The other case recently heard before the Minnesota Supreme Court dealing with the element of arising out of is Hohlt. Hohlt v. Univ. of Minn., No. WC15-5821 (Feb. 3, 2016). In Hohlt, the employee worked at the University of Minnesota campus, and after work, walked to the parking ramp that was owned and operated by the University of Minnesota. She slipped and fell on an icy sidewalk maintained by the University.

The compensation judge concluded that the employee’s injury did not arise out of her employment because he accepted the employer’s argument that the Minnesota Supreme Court’s decision in Dykhoff was a “game changer” and created a new standard for determining whether an injury arose out of employment. The WCCA, however, disagreed and reversed.

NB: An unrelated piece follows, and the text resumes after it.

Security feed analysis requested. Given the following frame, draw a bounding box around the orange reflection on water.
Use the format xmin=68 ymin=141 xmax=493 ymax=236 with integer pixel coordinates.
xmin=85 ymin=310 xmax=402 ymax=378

The WCCA stated that based on the Supreme Court’s analysis in Dykhoff and other cases that it is apparent that the special risk or special hazard analysis applies in those cases when the employee is injured while not on the employer’s premises. Therefore, the injury is compensable if the employee faces an increased risk of injury on the employer’s premises because she was an employee and her injury stemmed from that risk. The WCCA stated that it was “irrelevant if members of the general public might encounter the same risk because they were not brought to that risk by employment. This circumstance has been labeled “increased risk” rather than “special risk.” Hohlt Thus, similar to the increased risk analysis the Supreme Court applied in Dykhoff, the WCCA concluded that the employee’s injury arose out of her employment because the employer owned and operated the parking lot, which was icy, and the employee was there not as part of the general public, but because of her employment by the university.

The Minnesota Supreme Court will issue rulings on Kubis and Hohlt in 2017

The arising out of element means that there must be some causal connection between the injury and the employment. However, it remains to be seen how the Minnesota Supreme Court justices may finesse their argument posed in Dykhoff and apply it to the cases of Kubis and Hohlt.